Pay after death care plan unveiled

Streatham Guardian: Health Secretary Andrew Lansley will unveil plans to help ensure people will be able to delay selling their home to pay for residential care Health Secretary Andrew Lansley will unveil plans to help ensure people will be able to delay selling their home to pay for residential care

Pensioners moving into residential care will be given state loans so they do not have to sell their property immediately, under new plans.

People will be able to borrow money from councils at nominal interest rates, with the sum being paid back after their death.

The scheme, being introduced across England in April 2015, is intended to help around 40,000 people each year who are forced to sell their homes to cover care costs. Some local authorities already operate similar arrangements, but provision varies widely across the country.

The announcement is part of a raft of proposals being published by Health Secretary Andrew Lansley. It emerged over the weekend that cross-party talks on reform of social care for the elderly had broken down after ministers made clear funding decisions would not be taken until next year's spending review.

Labour has insisted the coalition's pledges are "meaningless" without concrete plans for meeting the estimated £1.7 billion cost. But Mr Lansley is to press ahead with the release of a white paper and draft bill on social care, as well as a report detailing progress towards solutions on key issues.

Ministers want to cap the amount anyone pays towards care during their lifetime at £35,000.

Mr Lansley said: "It is hard enough for people to come to terms with needing to pay for extra help when their circumstances change - whether their health has suddenly deteriorated or age has started to take its toll. The last thing people want to think about is having to immediately sell their home to pay for residential care.

"That is why, from April 2015, we will ensure that people will be able to delay selling their home to pay for residential care. This will give people greater flexibility and peace of mind at what can be a very traumatic time."

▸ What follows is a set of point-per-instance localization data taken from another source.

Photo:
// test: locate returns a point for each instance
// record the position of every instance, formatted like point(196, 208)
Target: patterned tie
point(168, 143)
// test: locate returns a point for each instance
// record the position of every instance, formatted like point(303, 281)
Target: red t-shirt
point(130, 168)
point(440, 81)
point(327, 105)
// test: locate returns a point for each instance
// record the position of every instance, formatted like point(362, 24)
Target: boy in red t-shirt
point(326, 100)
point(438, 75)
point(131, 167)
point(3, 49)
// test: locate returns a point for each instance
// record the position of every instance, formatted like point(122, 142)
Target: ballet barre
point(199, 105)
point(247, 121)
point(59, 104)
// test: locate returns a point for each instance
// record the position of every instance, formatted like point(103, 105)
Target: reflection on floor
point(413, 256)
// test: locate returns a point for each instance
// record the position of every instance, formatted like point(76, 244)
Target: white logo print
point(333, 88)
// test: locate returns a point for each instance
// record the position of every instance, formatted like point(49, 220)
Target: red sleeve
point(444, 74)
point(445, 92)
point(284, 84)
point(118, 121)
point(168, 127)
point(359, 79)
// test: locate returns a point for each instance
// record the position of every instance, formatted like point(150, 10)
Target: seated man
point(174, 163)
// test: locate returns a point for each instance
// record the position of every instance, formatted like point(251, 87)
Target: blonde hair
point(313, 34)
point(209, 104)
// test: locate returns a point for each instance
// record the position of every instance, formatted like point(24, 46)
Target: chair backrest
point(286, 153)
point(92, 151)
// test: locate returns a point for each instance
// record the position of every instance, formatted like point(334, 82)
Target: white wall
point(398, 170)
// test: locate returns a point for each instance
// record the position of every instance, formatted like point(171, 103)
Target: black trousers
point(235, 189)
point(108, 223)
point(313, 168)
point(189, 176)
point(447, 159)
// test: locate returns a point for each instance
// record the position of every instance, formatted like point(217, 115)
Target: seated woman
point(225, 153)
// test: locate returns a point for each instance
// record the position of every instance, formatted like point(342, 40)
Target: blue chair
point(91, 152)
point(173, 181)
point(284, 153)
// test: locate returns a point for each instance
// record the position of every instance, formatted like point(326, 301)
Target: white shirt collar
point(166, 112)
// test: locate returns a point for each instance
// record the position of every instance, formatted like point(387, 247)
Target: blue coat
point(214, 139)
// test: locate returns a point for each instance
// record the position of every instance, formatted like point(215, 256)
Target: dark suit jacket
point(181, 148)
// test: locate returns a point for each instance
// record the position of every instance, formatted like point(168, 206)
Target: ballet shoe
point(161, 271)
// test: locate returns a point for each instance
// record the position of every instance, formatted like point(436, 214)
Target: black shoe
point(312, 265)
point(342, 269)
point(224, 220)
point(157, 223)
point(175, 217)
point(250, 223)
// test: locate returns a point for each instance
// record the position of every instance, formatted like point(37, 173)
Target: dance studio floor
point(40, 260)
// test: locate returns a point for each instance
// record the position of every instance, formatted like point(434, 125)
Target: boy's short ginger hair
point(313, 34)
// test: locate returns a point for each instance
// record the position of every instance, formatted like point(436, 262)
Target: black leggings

The "universal deferred payment" scheme for care homes was first proposed by a Royal Commission more than a decade ago. Since then, councils have been able to offer interest-free loans to people who face having to sell their home to pay for care. But the new scheme will order councils to provide the loans.

The social care proposals are also expected to include initiatives to help carers and give people far more control over their own care. The Government is keen for more pensioners to be looked after in their own homes, rather than go into nursing homes.